WPP and its former CEO Martin Sorrell butted heads again last week with Sorrell telling CNBC how “concerned” he was over WPP’s performance, while the holding company leaked word that Sorrell owed the firm at least $250,000 for inappropriate expenses and possibly more.
Sorrell took the first swipe in a CNBC interview from Davos, where he said he was “very concerned” about WPP’s progress toward its goal of getting back on track growth wise.
"Obviously, it's not been an easy period over the last six months or so in terms of major clients at WPP. But having said that, we're very focused on that progress," he told the network.
What Sorrell didn’t mention was that things started going sideways while he was at the helm of WPP. In his last year in charge the firm’s stock, it took a beating amid a no-growth period. He was forced out in April of last year after company allegations of “personal misconduct,” allegations that Sorrell denies.

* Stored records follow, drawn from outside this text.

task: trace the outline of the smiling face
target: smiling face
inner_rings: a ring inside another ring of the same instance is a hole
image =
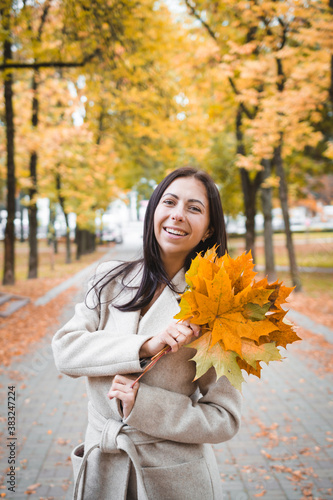
[[[200,240],[211,235],[204,184],[179,177],[164,191],[154,214],[154,233],[166,268],[180,269]]]

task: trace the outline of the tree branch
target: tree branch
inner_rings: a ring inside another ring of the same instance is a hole
[[[287,33],[288,33],[288,24],[283,22],[282,19],[280,17],[278,17],[278,22],[280,24],[280,26],[283,28],[283,31],[282,31],[282,40],[281,40],[281,45],[280,45],[280,49],[283,49],[283,47],[285,46],[286,42],[287,42]]]
[[[190,11],[193,14],[193,16],[196,17],[200,21],[200,23],[206,28],[206,30],[208,31],[209,35],[215,41],[217,41],[217,37],[216,37],[215,33],[213,32],[213,30],[211,29],[211,27],[209,26],[209,24],[207,22],[205,22],[201,18],[200,14],[190,4],[190,0],[185,0],[185,3],[187,5],[187,7],[190,9]],[[249,29],[248,34],[247,34],[247,41],[251,41],[253,39],[253,35],[256,33],[256,31],[257,31],[256,27],[252,27],[252,28]],[[235,92],[235,94],[236,95],[240,95],[240,92],[238,91],[234,80],[230,76],[229,76],[228,80],[229,80],[231,88],[233,89],[233,91]],[[240,103],[240,107],[242,108],[242,111],[246,114],[246,116],[250,120],[253,120],[253,118],[255,117],[255,113],[251,113],[251,111],[245,106],[245,104],[243,102]]]
[[[202,26],[204,26],[207,30],[207,32],[209,33],[209,35],[216,41],[216,35],[214,33],[214,31],[212,30],[212,28],[209,26],[208,23],[206,23],[206,21],[204,21],[202,19],[202,17],[200,16],[200,14],[195,10],[195,8],[190,4],[190,1],[189,0],[185,0],[185,3],[187,5],[187,7],[190,9],[191,13],[194,15],[194,17],[196,17],[200,23],[202,24]]]
[[[239,90],[237,89],[236,87],[236,84],[234,82],[234,80],[231,78],[231,76],[228,77],[228,80],[229,80],[229,83],[231,85],[231,88],[232,90],[235,92],[236,95],[240,95],[240,92]],[[240,102],[239,103],[240,107],[242,108],[242,111],[246,114],[246,116],[250,119],[250,120],[253,120],[253,118],[255,117],[255,113],[252,113],[246,106],[243,102]]]
[[[7,62],[0,64],[0,71],[6,69],[40,69],[40,68],[79,68],[90,62],[95,56],[100,54],[100,49],[96,49],[92,54],[87,55],[82,61],[49,61],[49,62]]]
[[[278,57],[276,57],[275,59],[276,59],[277,74],[278,74],[277,88],[279,92],[283,92],[286,83],[286,75],[284,74],[282,60]]]
[[[50,7],[51,7],[51,2],[52,2],[52,0],[48,0],[44,4],[44,9],[43,9],[43,13],[42,13],[41,18],[40,18],[40,25],[38,28],[38,35],[37,35],[37,40],[39,42],[41,41],[41,38],[42,38],[42,32],[43,32],[44,24],[46,22],[48,12],[49,12]]]

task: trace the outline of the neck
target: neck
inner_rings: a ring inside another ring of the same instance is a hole
[[[180,269],[184,266],[184,261],[177,259],[176,257],[163,258],[162,261],[164,269],[166,270],[170,280],[172,280],[172,278],[176,276],[178,271],[180,271]]]

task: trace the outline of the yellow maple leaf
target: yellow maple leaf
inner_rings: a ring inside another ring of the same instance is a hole
[[[237,364],[237,354],[235,352],[226,351],[219,343],[211,347],[211,334],[209,332],[186,347],[197,350],[196,355],[192,358],[192,361],[196,362],[194,380],[204,375],[211,367],[214,367],[217,378],[225,375],[236,389],[241,390],[244,378]]]

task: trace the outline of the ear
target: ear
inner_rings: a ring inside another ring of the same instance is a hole
[[[202,240],[201,240],[201,241],[202,241],[202,242],[206,241],[206,240],[207,240],[207,238],[210,238],[210,237],[212,236],[212,234],[213,234],[213,233],[214,233],[214,229],[210,227],[210,228],[209,228],[209,229],[207,229],[207,231],[205,232],[205,234],[204,234],[204,236],[203,236],[203,238],[202,238]]]

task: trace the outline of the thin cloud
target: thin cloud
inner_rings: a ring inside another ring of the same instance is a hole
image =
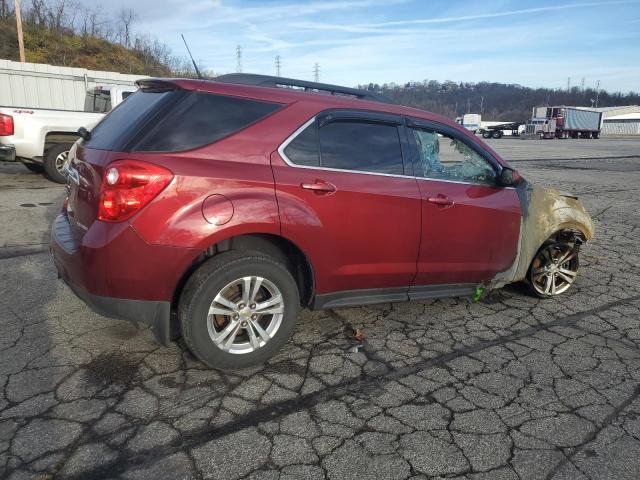
[[[425,18],[425,19],[416,19],[416,20],[395,20],[390,22],[362,23],[362,24],[354,24],[354,25],[340,25],[340,24],[316,23],[316,22],[304,22],[296,25],[304,26],[310,29],[342,30],[345,32],[358,33],[358,32],[367,31],[367,29],[376,29],[376,28],[464,22],[468,20],[481,20],[485,18],[498,18],[498,17],[509,17],[514,15],[524,15],[527,13],[551,12],[551,11],[557,11],[557,10],[568,10],[568,9],[583,8],[583,7],[597,7],[597,6],[604,6],[604,5],[621,5],[621,4],[632,4],[632,3],[639,3],[639,2],[637,0],[615,0],[615,1],[609,1],[609,2],[571,3],[567,5],[553,5],[549,7],[525,8],[521,10],[510,10],[510,11],[494,12],[494,13],[478,13],[474,15],[461,15],[456,17]]]

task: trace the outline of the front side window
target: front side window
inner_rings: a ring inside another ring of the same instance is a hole
[[[427,178],[494,185],[496,172],[478,152],[445,134],[413,129],[423,175]]]
[[[320,166],[318,135],[315,121],[300,132],[284,149],[287,158],[296,165]]]
[[[320,165],[340,170],[402,175],[402,150],[395,125],[334,121],[318,130]]]

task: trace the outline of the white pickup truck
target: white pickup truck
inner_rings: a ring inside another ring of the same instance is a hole
[[[116,105],[135,92],[135,86],[102,85],[87,90],[84,111],[0,106],[0,160],[19,161],[50,180],[66,183],[63,172],[69,149]]]

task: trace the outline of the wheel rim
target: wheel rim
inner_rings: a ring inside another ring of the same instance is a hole
[[[69,157],[69,150],[59,153],[55,160],[56,170],[60,173],[64,173],[64,164]]]
[[[578,275],[578,252],[572,244],[554,243],[542,249],[531,265],[531,284],[541,295],[560,295]]]
[[[215,296],[207,314],[209,336],[227,353],[251,353],[276,334],[284,316],[284,299],[273,282],[242,277]]]

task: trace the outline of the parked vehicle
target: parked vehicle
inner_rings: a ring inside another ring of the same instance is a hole
[[[96,311],[211,367],[265,361],[300,307],[576,279],[580,201],[450,120],[280,77],[138,83],[71,149],[54,262]]]
[[[519,137],[522,132],[524,132],[524,123],[510,122],[482,127],[476,133],[481,134],[482,138],[502,138],[505,134]]]
[[[20,161],[50,180],[66,183],[64,163],[78,129],[93,128],[136,87],[103,85],[87,90],[84,112],[0,107],[0,160]]]
[[[465,113],[456,118],[456,123],[475,133],[482,126],[482,116],[479,113]]]
[[[599,138],[602,112],[576,107],[535,107],[527,133],[540,138]]]

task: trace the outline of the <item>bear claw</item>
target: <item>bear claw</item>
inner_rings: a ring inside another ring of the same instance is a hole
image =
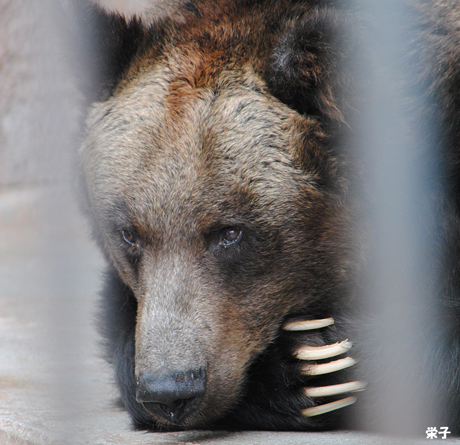
[[[356,397],[347,397],[345,399],[337,400],[335,402],[326,403],[324,405],[313,406],[302,410],[302,414],[307,417],[319,416],[349,405],[356,402]]]
[[[301,346],[296,352],[296,358],[299,360],[322,360],[344,354],[351,347],[352,343],[348,340],[326,346]]]
[[[331,317],[319,320],[291,321],[284,325],[283,330],[310,331],[325,328],[333,324],[334,319]],[[296,359],[303,361],[324,360],[345,354],[351,349],[352,345],[352,342],[348,340],[323,346],[302,345],[295,350],[294,356]],[[306,376],[321,376],[324,374],[341,371],[355,365],[356,363],[356,360],[351,357],[345,357],[338,360],[329,361],[327,363],[305,363],[302,365],[300,372],[302,375]],[[304,388],[304,394],[311,399],[330,397],[350,392],[363,391],[366,386],[366,382],[352,381],[335,385]],[[344,399],[332,401],[330,403],[324,403],[310,408],[305,408],[302,410],[302,414],[306,417],[319,416],[321,414],[326,414],[331,411],[352,405],[355,402],[356,397],[350,396]]]
[[[329,363],[321,363],[319,365],[305,365],[302,367],[302,374],[304,375],[323,375],[331,372],[341,371],[342,369],[349,368],[355,365],[356,360],[351,357],[341,358]]]
[[[325,328],[334,324],[334,319],[323,318],[321,320],[301,320],[301,321],[291,321],[284,325],[283,329],[285,331],[310,331],[312,329]]]
[[[311,398],[336,396],[338,394],[344,394],[347,392],[363,391],[364,389],[366,389],[366,386],[366,382],[355,381],[348,383],[340,383],[338,385],[311,387],[305,388],[305,395]]]

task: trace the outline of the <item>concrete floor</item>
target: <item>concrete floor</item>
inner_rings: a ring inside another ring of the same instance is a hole
[[[93,329],[102,259],[68,202],[62,189],[0,190],[1,444],[426,443],[350,431],[132,431]]]

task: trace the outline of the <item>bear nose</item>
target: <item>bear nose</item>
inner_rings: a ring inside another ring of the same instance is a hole
[[[137,382],[136,399],[144,409],[172,423],[180,423],[203,401],[206,370],[145,374]]]

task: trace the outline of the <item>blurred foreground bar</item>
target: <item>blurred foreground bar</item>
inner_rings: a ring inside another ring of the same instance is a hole
[[[384,434],[423,437],[427,427],[439,426],[442,403],[426,363],[438,347],[430,337],[439,291],[434,197],[441,185],[434,179],[438,162],[430,140],[437,128],[423,118],[422,110],[433,104],[414,81],[421,74],[411,71],[415,24],[407,3],[355,3],[370,21],[363,41],[373,64],[366,67],[371,82],[357,136],[372,246],[360,289],[361,305],[372,314],[366,339],[370,382],[358,422]]]

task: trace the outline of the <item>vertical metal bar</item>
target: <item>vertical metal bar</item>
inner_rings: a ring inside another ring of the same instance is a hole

WPP returned the favor later in the week, leaking a story to TheWall Street Journal that Sorrell filed inappropriate expenses while he was still at the company, including travel and lodging fees for a family vacation.

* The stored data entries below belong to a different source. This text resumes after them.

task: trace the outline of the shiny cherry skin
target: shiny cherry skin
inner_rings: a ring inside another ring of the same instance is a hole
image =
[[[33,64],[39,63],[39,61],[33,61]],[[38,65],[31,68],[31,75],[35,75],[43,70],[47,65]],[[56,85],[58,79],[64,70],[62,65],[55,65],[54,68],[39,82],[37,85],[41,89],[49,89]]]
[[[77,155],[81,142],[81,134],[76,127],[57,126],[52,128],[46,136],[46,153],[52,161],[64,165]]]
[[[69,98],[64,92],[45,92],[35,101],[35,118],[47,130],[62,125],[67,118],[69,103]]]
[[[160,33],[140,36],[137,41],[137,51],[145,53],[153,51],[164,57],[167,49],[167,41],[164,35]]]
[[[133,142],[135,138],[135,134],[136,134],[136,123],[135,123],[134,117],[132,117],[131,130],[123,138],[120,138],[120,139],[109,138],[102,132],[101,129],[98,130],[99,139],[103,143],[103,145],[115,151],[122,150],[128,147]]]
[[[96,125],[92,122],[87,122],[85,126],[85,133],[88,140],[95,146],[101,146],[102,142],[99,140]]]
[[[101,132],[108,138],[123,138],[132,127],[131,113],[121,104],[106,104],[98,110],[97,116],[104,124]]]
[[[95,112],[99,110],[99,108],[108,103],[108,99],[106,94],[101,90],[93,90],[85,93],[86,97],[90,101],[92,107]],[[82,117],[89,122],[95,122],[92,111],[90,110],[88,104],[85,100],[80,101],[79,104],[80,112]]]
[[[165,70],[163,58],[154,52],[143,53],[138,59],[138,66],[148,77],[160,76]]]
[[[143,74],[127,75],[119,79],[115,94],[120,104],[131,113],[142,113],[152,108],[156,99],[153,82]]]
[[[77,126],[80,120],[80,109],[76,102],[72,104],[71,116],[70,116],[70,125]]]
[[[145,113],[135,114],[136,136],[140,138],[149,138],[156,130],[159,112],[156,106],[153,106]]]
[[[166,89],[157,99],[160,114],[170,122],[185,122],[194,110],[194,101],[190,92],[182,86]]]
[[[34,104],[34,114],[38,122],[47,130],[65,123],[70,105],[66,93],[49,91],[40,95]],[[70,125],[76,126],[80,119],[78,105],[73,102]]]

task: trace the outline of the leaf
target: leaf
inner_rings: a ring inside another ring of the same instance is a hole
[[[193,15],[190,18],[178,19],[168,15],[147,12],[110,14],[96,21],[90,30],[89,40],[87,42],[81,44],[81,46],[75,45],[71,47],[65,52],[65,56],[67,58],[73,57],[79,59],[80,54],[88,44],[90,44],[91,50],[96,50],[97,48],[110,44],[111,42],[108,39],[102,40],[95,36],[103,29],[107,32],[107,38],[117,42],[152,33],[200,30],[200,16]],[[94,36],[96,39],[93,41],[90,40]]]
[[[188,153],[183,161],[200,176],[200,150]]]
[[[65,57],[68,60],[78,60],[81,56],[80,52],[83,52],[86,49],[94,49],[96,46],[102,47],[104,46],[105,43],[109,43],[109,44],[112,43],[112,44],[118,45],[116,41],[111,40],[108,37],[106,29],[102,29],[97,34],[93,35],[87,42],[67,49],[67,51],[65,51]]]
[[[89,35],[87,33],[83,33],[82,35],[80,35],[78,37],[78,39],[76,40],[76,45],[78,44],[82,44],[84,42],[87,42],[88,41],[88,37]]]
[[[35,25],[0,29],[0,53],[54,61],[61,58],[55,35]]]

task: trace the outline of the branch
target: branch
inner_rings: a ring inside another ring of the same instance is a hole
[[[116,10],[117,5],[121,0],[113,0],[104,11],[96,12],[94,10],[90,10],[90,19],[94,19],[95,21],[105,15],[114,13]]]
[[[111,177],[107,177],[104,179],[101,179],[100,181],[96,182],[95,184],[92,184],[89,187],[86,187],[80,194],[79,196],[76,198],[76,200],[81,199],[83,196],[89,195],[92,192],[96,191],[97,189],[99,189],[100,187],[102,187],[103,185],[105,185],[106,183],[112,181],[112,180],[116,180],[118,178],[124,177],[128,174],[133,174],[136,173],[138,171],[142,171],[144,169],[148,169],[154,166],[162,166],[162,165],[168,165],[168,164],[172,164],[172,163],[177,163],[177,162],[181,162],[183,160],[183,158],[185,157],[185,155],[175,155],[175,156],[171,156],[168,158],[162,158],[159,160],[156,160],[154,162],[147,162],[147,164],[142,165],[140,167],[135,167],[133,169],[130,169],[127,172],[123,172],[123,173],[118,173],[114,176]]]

WPP said it was looking further into expense reports by its former CEO. Sorrell’s camp issued a statement saying all of Sorrell’s expenses at WPP had previously been examined and approved. Nevertheless, Sorrell has agreed to repay the expenses that WPP tagged as illegitimate.
Last week’s contretemps were just the latest between the two sides since Sorrell’s departure from the holding company.
They also butted heads during their bidding for MediaMonks last year, a competition won by Sorrell and his new firm S-4 Capital. WPP charged Sorrell with violating the terms of his separation agreement, asserting Sorrell used information known to him while he was still running the holding company to help facilitate the deal.
Sorrell denied any breach of the terms.
And so it goes. Another tit for tat. Too bad that they can’t just completely sever ties and move on. But for now, Sorrell and his former employer are stuck with each other, given Sorrell’s roughly 1.4% stake in the firm.
That’s a stake Sorrell probably isn’t anxious to sell now, given that WPP stock declined more than 30% in each of the last two years. Relations between the two sides will likely remain a bit of a sticky wicket for the foreseeable future.